CVE-2018-20997 describes a critical Use-After-Free vulnerability discovered in the OpenSSL crate. This flaw allows attackers to potentially execute arbitrary code by exploiting memory corruption issues. The vulnerability affects versions of the crate prior to 0.10.9. A fix has been released in version 0.10.9.

Impact and Attack Scenarios

The Use-After-Free vulnerability in OpenSSL crate allows an attacker to access or modify memory that has already been freed. This can lead to a variety of consequences, including denial of service, arbitrary code execution, and information disclosure. An attacker could potentially craft malicious inputs that trigger the vulnerability, leading to complete system compromise. The severity of this vulnerability is heightened by the widespread use of OpenSSL in various applications and systems, making it a high-priority target for attackers.

Exploitation Context

CVE-2018-20997 was publicly disclosed on June 1, 2018. While no active exploitation campaigns have been definitively linked to this specific CVE, Use-After-Free vulnerabilities are frequently targeted by attackers. The vulnerability is not currently listed on the CISA KEV catalog.

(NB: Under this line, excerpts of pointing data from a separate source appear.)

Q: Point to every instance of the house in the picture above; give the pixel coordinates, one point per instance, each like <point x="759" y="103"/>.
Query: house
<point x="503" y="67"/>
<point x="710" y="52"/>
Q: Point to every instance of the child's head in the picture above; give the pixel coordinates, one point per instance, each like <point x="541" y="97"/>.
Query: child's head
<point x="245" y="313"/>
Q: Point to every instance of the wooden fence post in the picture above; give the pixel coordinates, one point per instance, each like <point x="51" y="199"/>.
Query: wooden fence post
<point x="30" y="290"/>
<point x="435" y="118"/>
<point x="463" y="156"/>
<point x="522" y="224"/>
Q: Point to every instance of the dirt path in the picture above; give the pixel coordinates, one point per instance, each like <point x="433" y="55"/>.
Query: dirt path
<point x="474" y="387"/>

Public proof-of-concept exploits may exist or emerge, increasing the risk of exploitation.

Threat Intelligence

Exploit Status

Proof of ConceptUnknown

CISA KEVNO

Internet ExposureHigh

EPSS

0.50% (66% percentile)

CVSS Vector

Affected Software

Componentopenssl

Vendorosv

Affected rangeFixed in

0.10.80.10.9

Timeline

Published2018-06-01
Modified2023-11-08
EPSS updated2026-04-02

Mitigation and Workarounds

The primary mitigation for CVE-2018-20997 is to upgrade to OpenSSL crate version 0.10.9 or later. If upgrading is not immediately feasible, consider implementing runtime memory safety checks or using a memory-safe alternative crate. While not a complete solution, carefully reviewing code that interacts with OpenSSL and avoiding potentially unsafe operations can reduce the attack surface. After upgrading, confirm the fix by running tests that exercise the vulnerable code paths and verifying that no crashes or unexpected behavior occurs.

How to fix

No official patch available. Check for workarounds or monitor for updates.

CVE Security Newsletter

Vulnerability analysis and critical alerts directly to your inbox.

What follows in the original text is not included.